Rights Threats Remain
To the editors:
When Christina S. N. Lewis writes that "the war against Communism is ended," (Opinion, "Have You Heard of Sophonie?", May 3) does she mean that we should no longer be concerned about the rights of people living under the world's remaining Communist dictatorships? Should the fact that the Soviet Union has vanished like a bad dream free our consciences of the burden of caring that in Cuba, for example, political dissidence is considered a criminal mental illness and children are regarded as property of the state?
Fidel Castro is not a threat to the interests of the United States. So what? His record on human rights is nothing short of abominable, as the United Nations Commission on Human Rights recently reaffirmed, and this is something that should concern us all. As should analogous abuses in China, Myanmar, Afghanistan and other countries.

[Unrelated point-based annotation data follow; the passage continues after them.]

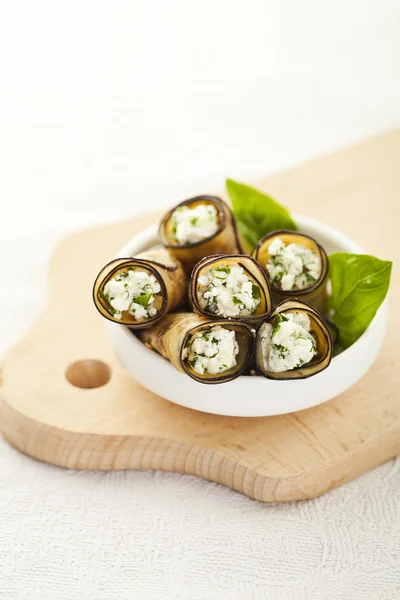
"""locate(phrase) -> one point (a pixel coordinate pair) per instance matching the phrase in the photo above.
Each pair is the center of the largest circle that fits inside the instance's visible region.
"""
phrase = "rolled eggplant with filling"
(141, 290)
(198, 227)
(230, 286)
(208, 351)
(294, 342)
(296, 265)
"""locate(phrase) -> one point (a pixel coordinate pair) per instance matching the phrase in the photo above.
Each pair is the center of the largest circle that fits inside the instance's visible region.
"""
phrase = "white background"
(108, 109)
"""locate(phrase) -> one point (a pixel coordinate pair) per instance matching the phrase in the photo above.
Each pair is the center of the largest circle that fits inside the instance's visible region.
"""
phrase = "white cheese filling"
(292, 267)
(228, 292)
(190, 225)
(288, 342)
(212, 350)
(133, 291)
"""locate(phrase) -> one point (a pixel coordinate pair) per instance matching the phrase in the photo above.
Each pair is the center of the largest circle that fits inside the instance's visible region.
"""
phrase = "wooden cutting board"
(120, 425)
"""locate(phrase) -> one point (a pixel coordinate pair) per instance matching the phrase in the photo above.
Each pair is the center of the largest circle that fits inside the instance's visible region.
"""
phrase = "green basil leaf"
(256, 213)
(359, 285)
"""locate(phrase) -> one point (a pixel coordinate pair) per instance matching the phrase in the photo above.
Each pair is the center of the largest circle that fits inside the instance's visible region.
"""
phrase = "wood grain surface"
(121, 425)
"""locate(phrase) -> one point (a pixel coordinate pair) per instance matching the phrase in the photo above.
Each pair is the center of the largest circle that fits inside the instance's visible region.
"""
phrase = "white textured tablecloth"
(110, 109)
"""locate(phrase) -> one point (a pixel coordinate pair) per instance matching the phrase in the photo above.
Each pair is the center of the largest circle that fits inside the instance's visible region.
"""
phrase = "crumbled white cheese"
(292, 267)
(287, 343)
(133, 291)
(212, 350)
(190, 225)
(228, 292)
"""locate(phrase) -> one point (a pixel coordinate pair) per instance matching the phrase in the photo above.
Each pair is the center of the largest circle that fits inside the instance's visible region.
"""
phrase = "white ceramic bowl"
(250, 396)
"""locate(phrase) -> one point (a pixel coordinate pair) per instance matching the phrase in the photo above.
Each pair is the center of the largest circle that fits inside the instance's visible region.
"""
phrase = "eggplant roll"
(139, 291)
(296, 265)
(230, 286)
(208, 351)
(199, 227)
(294, 342)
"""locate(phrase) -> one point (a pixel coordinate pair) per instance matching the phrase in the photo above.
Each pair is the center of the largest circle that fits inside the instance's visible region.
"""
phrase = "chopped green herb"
(282, 350)
(256, 291)
(143, 299)
(279, 318)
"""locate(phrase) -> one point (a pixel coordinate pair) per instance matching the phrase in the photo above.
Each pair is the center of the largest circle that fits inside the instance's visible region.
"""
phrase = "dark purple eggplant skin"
(324, 261)
(265, 286)
(325, 330)
(245, 368)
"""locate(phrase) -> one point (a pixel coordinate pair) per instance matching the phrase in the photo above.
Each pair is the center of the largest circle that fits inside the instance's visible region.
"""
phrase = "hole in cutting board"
(88, 374)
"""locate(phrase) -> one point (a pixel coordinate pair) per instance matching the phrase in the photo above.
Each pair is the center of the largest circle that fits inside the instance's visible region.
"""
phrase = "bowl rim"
(144, 237)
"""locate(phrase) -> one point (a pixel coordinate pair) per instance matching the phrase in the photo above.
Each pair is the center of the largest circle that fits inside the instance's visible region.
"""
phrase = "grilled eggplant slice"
(199, 227)
(293, 342)
(208, 351)
(230, 286)
(296, 266)
(139, 291)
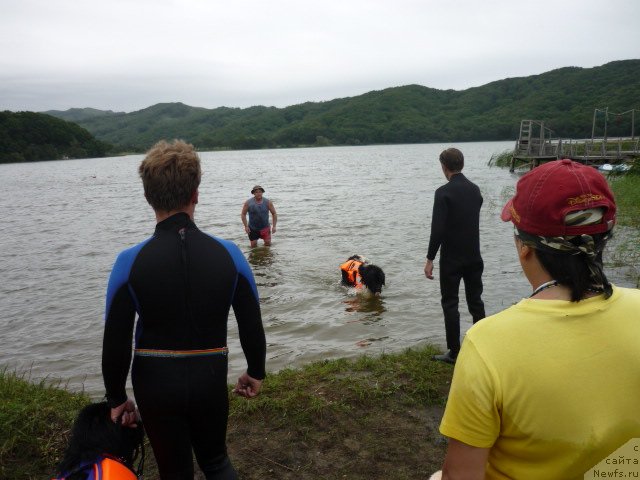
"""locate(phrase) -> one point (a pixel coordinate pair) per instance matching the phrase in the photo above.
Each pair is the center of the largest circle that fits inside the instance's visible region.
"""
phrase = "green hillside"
(564, 98)
(29, 136)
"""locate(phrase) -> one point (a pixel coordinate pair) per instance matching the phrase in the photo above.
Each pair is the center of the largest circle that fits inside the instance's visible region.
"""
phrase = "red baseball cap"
(548, 193)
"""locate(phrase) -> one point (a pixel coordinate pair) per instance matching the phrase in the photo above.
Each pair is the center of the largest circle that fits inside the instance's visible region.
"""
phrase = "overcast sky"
(125, 55)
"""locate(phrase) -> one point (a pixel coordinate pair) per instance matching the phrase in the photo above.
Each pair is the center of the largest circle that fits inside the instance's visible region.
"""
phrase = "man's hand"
(247, 386)
(428, 269)
(127, 413)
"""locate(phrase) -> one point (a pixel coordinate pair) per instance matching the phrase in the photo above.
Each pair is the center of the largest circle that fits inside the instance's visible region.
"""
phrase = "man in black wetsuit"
(455, 226)
(181, 283)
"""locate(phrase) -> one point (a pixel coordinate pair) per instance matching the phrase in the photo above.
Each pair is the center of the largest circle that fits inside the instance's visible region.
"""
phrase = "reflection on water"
(365, 302)
(56, 258)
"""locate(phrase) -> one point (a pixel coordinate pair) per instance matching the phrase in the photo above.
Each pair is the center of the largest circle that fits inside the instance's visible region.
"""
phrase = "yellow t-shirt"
(551, 387)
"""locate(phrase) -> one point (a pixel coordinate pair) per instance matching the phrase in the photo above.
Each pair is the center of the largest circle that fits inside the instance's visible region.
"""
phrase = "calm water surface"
(65, 222)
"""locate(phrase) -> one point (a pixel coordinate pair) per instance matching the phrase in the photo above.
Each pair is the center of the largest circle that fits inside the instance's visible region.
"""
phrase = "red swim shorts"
(264, 234)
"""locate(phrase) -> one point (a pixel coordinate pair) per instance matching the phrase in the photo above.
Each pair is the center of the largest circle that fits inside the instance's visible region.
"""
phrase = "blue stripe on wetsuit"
(120, 272)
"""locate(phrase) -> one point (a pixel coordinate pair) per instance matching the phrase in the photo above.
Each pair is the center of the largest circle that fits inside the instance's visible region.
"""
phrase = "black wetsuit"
(181, 282)
(455, 228)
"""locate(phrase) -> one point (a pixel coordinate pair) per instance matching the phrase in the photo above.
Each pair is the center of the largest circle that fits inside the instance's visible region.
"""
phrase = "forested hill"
(564, 98)
(29, 136)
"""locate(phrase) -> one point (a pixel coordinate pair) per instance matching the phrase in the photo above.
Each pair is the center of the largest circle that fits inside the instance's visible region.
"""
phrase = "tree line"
(30, 136)
(565, 99)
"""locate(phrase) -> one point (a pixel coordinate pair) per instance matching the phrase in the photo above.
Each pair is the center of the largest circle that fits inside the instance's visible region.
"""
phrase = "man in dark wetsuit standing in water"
(258, 208)
(455, 226)
(181, 283)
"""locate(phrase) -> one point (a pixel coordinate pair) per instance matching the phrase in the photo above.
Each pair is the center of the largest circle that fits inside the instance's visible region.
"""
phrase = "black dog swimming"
(101, 449)
(359, 273)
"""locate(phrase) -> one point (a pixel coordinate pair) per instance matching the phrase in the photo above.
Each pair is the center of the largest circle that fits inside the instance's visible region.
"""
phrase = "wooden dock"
(536, 145)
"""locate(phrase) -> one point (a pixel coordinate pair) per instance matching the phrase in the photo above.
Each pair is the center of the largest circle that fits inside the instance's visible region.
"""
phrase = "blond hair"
(170, 175)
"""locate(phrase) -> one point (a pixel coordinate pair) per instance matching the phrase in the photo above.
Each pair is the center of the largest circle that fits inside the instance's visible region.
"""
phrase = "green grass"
(34, 420)
(502, 159)
(364, 418)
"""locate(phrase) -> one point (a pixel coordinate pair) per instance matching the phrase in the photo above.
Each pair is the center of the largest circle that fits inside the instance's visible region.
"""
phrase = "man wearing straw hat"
(258, 208)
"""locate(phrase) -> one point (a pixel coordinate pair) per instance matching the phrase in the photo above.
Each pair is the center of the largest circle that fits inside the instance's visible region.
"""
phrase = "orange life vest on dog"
(351, 269)
(105, 468)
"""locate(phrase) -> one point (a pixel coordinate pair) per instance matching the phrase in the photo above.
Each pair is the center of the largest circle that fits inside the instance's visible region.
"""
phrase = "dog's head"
(95, 434)
(372, 277)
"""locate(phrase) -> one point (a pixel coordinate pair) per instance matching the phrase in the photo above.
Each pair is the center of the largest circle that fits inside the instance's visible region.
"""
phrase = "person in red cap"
(549, 387)
(258, 208)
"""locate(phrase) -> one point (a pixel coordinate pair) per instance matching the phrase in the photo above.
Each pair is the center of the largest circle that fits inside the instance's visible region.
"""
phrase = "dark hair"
(372, 277)
(579, 272)
(95, 434)
(452, 159)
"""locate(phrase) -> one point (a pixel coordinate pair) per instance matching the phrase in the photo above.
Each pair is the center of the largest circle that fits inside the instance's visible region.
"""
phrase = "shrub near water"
(34, 421)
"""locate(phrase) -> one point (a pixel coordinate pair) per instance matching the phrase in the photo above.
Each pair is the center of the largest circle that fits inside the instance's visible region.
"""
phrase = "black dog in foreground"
(359, 273)
(101, 449)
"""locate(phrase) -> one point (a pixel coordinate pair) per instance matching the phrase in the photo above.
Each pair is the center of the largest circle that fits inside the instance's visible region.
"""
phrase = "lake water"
(65, 222)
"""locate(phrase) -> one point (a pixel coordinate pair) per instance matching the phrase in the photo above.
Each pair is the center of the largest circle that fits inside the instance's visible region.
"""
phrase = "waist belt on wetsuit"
(149, 352)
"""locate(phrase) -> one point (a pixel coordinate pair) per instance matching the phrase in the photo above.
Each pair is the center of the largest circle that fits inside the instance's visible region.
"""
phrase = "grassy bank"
(358, 419)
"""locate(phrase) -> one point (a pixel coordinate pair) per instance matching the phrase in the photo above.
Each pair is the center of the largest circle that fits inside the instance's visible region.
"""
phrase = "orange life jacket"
(106, 468)
(351, 269)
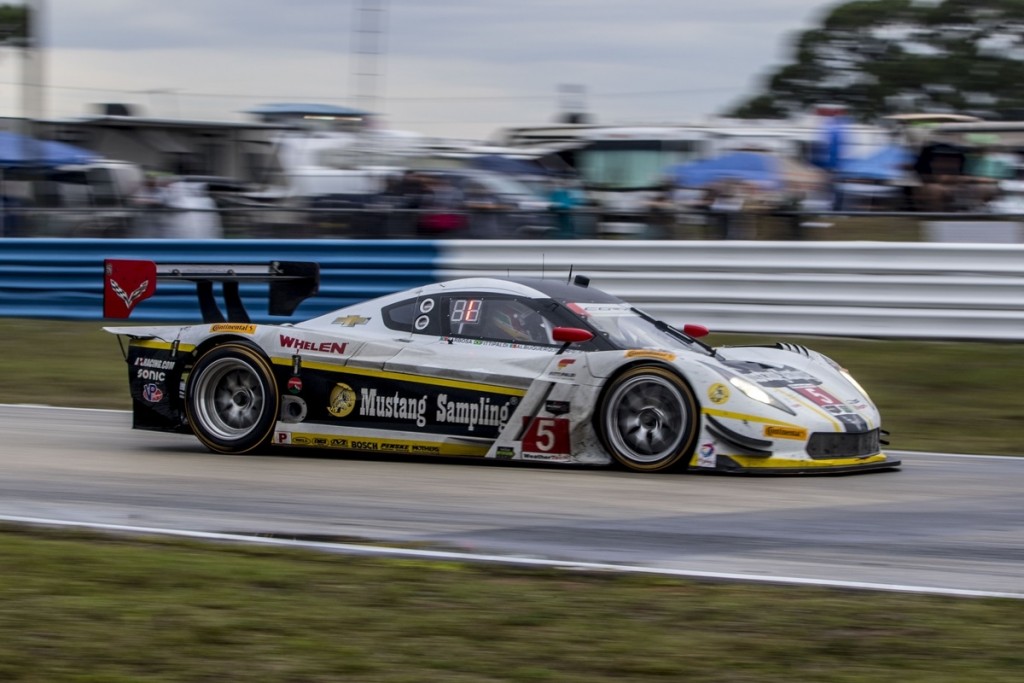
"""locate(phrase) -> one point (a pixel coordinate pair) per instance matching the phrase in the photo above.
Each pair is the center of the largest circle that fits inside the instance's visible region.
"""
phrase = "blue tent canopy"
(18, 151)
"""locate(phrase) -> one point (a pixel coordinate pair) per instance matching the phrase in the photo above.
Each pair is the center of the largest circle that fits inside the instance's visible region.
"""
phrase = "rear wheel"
(647, 419)
(231, 398)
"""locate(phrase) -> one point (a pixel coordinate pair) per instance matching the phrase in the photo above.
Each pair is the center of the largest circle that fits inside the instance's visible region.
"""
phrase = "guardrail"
(877, 290)
(873, 290)
(62, 279)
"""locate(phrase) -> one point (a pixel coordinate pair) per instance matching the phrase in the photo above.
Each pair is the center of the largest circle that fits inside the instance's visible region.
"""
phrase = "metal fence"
(344, 220)
(849, 289)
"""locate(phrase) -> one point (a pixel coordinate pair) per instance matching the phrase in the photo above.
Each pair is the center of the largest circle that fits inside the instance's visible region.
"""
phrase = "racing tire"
(231, 398)
(648, 419)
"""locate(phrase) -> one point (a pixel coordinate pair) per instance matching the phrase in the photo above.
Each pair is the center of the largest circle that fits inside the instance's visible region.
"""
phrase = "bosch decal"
(240, 328)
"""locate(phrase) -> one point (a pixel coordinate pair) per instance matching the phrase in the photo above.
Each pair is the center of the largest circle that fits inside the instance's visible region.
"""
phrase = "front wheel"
(647, 419)
(231, 398)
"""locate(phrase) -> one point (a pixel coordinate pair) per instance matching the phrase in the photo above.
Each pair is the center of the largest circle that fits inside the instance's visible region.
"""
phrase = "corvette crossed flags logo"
(125, 284)
(129, 299)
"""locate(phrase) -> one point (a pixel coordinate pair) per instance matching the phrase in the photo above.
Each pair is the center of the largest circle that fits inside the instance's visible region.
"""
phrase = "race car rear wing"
(126, 282)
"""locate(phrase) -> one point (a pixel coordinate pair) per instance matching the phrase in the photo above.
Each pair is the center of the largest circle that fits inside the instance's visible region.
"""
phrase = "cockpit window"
(622, 326)
(498, 318)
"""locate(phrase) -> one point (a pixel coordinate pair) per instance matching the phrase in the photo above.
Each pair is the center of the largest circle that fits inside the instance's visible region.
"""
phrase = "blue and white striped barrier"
(849, 289)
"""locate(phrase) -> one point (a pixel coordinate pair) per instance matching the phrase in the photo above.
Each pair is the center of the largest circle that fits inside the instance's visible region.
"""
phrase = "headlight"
(755, 392)
(855, 383)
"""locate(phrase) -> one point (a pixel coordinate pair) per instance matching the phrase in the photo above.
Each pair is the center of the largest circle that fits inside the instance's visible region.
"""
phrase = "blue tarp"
(887, 164)
(752, 166)
(18, 151)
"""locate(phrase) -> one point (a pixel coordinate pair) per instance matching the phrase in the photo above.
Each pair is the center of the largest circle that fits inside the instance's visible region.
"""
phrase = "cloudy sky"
(445, 68)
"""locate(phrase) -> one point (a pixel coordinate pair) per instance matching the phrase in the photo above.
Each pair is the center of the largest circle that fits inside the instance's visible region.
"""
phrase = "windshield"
(624, 327)
(631, 164)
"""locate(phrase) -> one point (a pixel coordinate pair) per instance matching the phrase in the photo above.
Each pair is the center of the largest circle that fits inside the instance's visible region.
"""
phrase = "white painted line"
(353, 549)
(953, 455)
(37, 407)
(894, 453)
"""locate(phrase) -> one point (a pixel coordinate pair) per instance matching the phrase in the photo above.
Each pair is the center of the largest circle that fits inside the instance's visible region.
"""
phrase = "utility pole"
(32, 67)
(367, 49)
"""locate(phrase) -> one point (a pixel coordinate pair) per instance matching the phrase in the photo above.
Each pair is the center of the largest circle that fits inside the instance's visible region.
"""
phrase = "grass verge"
(83, 607)
(933, 395)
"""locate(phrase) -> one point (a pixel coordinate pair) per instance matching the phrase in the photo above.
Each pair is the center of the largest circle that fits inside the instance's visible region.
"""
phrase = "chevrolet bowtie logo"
(129, 299)
(350, 321)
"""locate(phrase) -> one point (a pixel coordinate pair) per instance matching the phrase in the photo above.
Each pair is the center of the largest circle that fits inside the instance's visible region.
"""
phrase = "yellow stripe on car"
(406, 377)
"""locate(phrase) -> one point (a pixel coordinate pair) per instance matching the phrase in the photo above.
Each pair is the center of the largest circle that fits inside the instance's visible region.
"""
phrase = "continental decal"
(161, 345)
(718, 393)
(337, 348)
(775, 431)
(240, 328)
(648, 353)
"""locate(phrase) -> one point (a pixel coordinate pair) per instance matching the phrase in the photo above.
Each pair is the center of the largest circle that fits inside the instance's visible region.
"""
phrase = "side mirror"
(568, 336)
(571, 335)
(695, 331)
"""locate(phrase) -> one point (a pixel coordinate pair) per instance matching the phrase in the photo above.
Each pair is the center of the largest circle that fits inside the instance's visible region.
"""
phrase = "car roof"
(532, 287)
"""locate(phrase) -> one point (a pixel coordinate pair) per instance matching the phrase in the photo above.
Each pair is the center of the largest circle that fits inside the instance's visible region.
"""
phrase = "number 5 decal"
(549, 435)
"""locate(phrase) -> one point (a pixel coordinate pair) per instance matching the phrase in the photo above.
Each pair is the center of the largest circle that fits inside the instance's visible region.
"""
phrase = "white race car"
(536, 370)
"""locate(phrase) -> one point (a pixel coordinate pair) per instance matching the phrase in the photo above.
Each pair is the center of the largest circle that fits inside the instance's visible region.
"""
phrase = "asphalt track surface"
(946, 522)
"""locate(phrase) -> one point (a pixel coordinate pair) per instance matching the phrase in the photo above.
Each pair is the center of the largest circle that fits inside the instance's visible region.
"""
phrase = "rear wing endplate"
(126, 282)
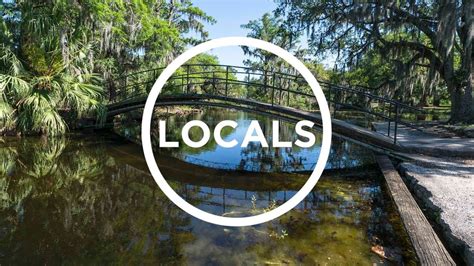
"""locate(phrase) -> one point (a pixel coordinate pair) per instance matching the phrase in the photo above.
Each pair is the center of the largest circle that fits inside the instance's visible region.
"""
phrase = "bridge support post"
(226, 79)
(389, 118)
(273, 88)
(187, 79)
(396, 123)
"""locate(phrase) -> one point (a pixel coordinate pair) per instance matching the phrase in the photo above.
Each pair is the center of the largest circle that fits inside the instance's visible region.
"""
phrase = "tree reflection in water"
(254, 157)
(91, 201)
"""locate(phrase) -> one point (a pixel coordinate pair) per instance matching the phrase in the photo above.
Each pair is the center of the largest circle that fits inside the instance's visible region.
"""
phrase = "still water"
(90, 200)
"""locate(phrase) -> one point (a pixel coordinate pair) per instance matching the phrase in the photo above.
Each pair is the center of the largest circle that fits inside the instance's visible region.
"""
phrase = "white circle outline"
(235, 221)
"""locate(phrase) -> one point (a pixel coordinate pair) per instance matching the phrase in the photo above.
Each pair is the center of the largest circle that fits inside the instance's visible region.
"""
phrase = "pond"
(90, 200)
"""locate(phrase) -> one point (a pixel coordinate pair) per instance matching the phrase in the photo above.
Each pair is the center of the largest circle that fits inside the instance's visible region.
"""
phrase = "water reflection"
(91, 201)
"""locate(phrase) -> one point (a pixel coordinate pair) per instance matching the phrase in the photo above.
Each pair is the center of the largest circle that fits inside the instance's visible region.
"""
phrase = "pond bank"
(445, 189)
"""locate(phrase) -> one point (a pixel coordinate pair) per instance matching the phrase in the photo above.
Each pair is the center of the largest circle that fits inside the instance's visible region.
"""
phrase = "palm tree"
(32, 99)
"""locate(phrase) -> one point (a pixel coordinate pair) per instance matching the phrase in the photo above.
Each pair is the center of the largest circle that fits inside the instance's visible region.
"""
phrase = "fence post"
(187, 79)
(273, 88)
(396, 124)
(389, 118)
(226, 79)
(214, 82)
(288, 95)
(329, 97)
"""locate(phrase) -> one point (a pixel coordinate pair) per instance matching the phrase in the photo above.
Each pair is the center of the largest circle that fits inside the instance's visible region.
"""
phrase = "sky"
(230, 14)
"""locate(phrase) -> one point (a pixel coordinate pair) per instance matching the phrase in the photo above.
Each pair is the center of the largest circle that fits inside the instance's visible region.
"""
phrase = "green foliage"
(52, 51)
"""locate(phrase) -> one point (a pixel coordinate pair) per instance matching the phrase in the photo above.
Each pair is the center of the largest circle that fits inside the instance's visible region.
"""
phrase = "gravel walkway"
(446, 187)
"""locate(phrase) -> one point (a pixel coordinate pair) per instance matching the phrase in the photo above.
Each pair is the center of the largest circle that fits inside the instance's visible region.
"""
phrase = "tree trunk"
(462, 104)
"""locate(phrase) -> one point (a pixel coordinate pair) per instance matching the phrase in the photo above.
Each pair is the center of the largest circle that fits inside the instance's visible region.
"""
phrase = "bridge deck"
(360, 134)
(428, 246)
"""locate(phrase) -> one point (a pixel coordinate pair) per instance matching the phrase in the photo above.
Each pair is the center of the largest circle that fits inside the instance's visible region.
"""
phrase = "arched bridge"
(275, 93)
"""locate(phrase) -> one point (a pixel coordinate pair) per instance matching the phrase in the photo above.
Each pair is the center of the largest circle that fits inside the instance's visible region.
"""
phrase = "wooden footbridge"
(287, 96)
(284, 95)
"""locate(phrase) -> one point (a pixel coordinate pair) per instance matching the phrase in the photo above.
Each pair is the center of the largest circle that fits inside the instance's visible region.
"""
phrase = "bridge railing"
(272, 87)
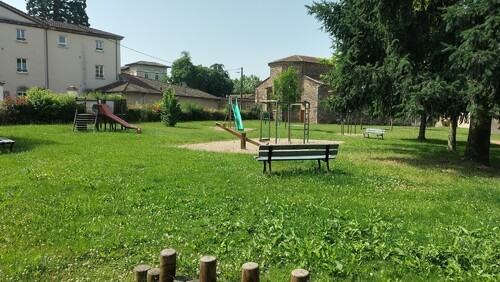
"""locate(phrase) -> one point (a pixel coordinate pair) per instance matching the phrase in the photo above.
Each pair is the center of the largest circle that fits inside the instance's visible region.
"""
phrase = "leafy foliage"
(416, 58)
(39, 106)
(286, 86)
(171, 110)
(213, 80)
(68, 11)
(249, 84)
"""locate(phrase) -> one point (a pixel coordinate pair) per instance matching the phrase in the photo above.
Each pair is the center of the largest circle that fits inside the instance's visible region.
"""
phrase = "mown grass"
(91, 206)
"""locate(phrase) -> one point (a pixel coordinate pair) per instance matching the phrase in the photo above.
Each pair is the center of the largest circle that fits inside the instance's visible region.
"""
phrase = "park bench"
(299, 152)
(4, 141)
(374, 131)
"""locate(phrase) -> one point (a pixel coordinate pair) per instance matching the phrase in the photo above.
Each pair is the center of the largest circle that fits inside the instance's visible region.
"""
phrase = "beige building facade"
(54, 55)
(313, 90)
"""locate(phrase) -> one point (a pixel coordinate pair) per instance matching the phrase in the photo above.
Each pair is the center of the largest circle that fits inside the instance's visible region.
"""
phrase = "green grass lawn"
(91, 206)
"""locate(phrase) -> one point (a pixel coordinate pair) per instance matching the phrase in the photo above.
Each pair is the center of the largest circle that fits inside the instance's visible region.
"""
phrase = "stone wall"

Of course, I agree with Lewis that the economic and political situation in Haiti is deplorable (a situation not helped, incidentally, by the Clinton administration's ill-advised 1994 military intervention on the behalf of ousted president Jean-Bertrand Aristide). I do not believe that it is commensurate with the kind of stifling, Stalinist repression that Fidel Castro continues to wreak upon Cuba. All the same, it seems to me that if Lewis wants to raise awareness of the plight of Haitians, the way to do it is not to deny the plight of Cubans. And I agree that we should treat all refugees equally--all should be allowed to stay.